AFTER all the pomp and ceremony of the last week, the time out caused by a monarch’s death, the rough play of everyday politics is returning. Liz Truss’s government has to begin to tackle all the issues that the country faces, many self-inflicted by the Tories themselves, of course.

Her cabinet appointments hardly promote confidence. She’s gone with an inner cabal of Truss loyalists, which suggests she is following the example of her predecessor. Loyalty over competence.

How will that play out? Well, let’s see. But early signs are hardly encouraging. A government wedded to fantasy economics in the face of rising energy costs. Meanwhile, the Brexiteer dream of a trade deal with the United States seems further away than ever.

That all of this will play out over the issue of the Northern Ireland Protocol is one of the quirks of the whole Brexit project. The most marginalised part of the Union is front and centre when it comes to the UK’s trading future.

The fact that Truss has appointed Christopher Heaton-Harris and Steve Baker, both former chairs of the hardline Eurosceptic backbench group European Research Group [ERG] to the Northern Ireland Office certainly suggests the new Prime Minister is ready to play hardball on the matter. Compromise is hardly built into the ERG approach.

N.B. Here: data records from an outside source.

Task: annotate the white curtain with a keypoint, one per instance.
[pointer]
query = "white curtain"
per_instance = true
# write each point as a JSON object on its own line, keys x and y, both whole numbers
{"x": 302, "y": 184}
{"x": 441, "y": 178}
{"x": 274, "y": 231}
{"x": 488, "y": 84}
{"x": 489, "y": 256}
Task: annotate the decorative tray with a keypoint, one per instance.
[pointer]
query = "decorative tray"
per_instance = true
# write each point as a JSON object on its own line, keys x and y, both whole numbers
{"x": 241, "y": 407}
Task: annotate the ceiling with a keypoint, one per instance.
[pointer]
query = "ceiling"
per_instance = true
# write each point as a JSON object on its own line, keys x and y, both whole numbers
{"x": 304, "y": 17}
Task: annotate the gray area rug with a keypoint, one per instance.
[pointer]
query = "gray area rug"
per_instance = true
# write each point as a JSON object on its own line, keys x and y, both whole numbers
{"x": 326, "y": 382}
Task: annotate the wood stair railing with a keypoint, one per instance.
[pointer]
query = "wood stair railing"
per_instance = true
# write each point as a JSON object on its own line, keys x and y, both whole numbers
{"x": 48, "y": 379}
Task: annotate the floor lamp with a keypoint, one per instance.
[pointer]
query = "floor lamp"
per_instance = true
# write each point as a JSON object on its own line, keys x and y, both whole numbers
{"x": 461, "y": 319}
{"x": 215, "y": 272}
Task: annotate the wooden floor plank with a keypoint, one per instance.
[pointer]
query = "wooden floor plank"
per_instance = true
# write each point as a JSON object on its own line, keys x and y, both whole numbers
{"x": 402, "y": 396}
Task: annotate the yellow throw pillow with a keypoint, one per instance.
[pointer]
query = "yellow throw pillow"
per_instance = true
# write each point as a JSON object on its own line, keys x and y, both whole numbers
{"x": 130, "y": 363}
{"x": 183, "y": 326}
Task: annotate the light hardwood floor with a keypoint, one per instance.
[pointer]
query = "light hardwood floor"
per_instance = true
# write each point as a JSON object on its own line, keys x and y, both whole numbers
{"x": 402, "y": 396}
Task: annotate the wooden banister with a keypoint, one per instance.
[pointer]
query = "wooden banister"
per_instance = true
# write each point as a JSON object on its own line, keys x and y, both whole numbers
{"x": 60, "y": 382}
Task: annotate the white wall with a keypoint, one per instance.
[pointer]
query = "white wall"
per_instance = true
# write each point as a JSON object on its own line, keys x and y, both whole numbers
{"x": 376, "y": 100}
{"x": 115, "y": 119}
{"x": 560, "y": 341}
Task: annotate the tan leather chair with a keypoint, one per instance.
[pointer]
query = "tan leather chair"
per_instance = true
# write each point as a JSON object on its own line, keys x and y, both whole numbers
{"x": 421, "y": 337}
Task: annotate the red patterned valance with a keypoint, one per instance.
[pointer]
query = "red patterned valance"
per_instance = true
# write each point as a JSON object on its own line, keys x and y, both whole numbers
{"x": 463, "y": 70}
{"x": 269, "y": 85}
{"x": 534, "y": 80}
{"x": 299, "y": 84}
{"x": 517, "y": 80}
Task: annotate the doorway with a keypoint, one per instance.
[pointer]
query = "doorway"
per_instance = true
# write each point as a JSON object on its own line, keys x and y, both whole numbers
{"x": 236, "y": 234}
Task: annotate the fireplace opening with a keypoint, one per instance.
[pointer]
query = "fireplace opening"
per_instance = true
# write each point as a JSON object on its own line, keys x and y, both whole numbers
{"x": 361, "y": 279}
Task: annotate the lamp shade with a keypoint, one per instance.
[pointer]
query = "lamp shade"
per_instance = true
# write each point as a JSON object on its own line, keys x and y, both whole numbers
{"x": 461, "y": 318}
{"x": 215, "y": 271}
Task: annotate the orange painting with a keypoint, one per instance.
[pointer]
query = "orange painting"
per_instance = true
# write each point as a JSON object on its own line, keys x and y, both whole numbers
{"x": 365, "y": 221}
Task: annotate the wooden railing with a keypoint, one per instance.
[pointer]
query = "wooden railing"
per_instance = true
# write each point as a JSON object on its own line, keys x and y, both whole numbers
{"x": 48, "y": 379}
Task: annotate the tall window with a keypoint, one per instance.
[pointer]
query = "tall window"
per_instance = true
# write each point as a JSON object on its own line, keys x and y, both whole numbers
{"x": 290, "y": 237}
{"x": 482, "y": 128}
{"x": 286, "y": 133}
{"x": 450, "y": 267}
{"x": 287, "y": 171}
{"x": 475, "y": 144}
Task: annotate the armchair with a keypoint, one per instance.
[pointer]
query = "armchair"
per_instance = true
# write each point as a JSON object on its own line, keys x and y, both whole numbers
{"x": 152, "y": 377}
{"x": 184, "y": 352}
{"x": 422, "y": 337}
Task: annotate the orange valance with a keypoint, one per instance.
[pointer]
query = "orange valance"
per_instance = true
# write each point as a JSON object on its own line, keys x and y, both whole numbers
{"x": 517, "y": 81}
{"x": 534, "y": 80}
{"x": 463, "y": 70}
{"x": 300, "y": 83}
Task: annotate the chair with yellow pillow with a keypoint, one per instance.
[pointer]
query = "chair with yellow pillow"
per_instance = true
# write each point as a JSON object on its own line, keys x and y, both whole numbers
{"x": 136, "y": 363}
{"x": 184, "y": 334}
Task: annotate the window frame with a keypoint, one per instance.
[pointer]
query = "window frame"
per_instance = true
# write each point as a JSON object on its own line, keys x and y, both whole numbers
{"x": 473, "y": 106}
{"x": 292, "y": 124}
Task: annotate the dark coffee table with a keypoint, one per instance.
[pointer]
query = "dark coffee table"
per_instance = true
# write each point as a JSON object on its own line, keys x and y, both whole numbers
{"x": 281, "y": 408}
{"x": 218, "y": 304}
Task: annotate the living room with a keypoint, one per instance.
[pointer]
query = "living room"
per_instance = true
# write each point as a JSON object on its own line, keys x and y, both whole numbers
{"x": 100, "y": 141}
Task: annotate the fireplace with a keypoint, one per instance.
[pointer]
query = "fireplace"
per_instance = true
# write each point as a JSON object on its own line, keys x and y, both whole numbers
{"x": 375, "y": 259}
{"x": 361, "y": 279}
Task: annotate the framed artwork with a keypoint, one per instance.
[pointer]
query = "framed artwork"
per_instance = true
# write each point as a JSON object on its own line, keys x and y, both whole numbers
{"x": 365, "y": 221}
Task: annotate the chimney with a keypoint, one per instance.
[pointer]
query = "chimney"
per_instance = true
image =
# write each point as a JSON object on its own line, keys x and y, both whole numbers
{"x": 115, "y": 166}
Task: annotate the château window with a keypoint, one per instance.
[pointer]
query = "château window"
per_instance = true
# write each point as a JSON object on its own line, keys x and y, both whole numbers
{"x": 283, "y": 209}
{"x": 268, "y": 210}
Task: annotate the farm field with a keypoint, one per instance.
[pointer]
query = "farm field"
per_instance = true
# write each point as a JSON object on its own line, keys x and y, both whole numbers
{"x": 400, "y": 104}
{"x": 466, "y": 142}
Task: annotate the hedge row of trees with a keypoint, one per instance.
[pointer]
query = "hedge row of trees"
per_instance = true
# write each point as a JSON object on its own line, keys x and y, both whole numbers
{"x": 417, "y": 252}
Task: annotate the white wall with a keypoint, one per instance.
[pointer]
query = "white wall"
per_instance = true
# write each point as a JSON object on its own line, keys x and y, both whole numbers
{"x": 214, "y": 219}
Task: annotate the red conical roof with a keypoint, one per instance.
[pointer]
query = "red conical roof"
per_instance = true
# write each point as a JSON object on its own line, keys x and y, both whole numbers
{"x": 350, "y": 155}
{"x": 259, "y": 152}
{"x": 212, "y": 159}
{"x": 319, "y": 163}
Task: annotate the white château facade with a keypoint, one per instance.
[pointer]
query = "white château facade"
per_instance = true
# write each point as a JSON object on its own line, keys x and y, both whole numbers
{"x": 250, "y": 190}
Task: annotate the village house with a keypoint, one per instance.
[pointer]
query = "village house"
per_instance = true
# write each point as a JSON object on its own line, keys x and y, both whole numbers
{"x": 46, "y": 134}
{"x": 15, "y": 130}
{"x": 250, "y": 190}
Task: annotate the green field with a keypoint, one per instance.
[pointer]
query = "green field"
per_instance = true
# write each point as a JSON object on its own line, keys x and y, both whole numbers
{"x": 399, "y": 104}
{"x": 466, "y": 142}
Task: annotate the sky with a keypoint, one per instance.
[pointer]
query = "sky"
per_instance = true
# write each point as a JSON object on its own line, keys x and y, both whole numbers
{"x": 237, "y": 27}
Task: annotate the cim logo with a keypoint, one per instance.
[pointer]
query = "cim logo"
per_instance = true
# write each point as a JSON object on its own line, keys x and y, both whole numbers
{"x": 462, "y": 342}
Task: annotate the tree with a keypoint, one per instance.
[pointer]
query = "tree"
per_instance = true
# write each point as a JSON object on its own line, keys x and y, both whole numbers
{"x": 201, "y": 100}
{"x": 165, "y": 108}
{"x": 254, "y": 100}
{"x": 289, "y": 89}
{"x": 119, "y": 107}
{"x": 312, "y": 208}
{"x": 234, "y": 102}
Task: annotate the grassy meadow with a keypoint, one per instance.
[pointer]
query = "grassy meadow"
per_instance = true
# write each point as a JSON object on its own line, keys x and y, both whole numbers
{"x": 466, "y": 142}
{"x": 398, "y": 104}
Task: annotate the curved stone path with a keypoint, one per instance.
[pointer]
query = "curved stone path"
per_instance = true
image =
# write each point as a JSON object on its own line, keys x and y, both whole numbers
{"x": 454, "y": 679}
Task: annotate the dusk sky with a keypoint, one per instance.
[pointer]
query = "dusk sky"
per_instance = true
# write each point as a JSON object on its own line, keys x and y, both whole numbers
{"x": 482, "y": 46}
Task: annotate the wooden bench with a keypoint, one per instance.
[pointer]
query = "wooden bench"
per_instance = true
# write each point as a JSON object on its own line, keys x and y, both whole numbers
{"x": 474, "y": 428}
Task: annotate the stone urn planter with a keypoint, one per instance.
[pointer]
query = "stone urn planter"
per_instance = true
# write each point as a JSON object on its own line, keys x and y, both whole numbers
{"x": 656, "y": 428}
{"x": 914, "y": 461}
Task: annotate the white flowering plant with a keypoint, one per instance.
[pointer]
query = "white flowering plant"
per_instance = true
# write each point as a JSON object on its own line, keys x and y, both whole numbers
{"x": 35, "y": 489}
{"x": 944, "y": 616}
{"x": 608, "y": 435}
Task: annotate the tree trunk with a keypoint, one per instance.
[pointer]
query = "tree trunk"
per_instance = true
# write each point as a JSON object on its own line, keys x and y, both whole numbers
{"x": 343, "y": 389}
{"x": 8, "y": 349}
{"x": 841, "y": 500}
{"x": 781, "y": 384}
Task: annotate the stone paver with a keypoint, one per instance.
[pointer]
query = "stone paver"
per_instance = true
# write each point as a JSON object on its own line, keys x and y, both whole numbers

The appointments could be seen as a measure to try to appease the Democratic Unionists who are refusing to return to Stormont over the issue of the Protocol. The move has been cautiously welcomed by the DUP, though even Unionists are realising that the Conservative government can say one thing and do another.

And yet the mood music is mixed. The Irish Minister for Foreign Affairs, Simon Coveney has suggested that “the general signals we’ve got from London in the past few days have been quite positive” after a meeting with the new Prime Minister. And Heaton-Harris, the new Secretary of State for Northern Ireland has asked to be judged on his actions, not what he may have said in the past.

But let’s be clear. The government is still pushing forward with its plans to tear up part of the agreement with the EU over the Northern Ireland Protocol. It’s a move that will not only lead to conflict with the EU, but antagonise relations with the US, as evidenced by President Biden’s briefings this week.

In short, nothing has changed. The government is still trying to square the circle that it has helped create. Former PM Boris Johnson hailed the Brexit Agreement as “oven-ready” and then spent much of the rest of his time in office (when he wasn’t partying or running up huge wallpaper bills) trying to get rid of the Protocol.

We are where he left us, with a Brexit divide that hardens political divisions in Northern Ireland (never a good thing), one part of the UK with no functioning government in the face of a cost of living crisis and a Prime Minister who will be damned if she gets rid of the Protocol (and risks Sinn Fein walking away from power-sharing) and damned by many Unionists if she doesn’t. It’s a mess.

And appointing a couple of hardline Brexiteers to oversee the Northern Ireland Office does not seem likely to help tidy things up.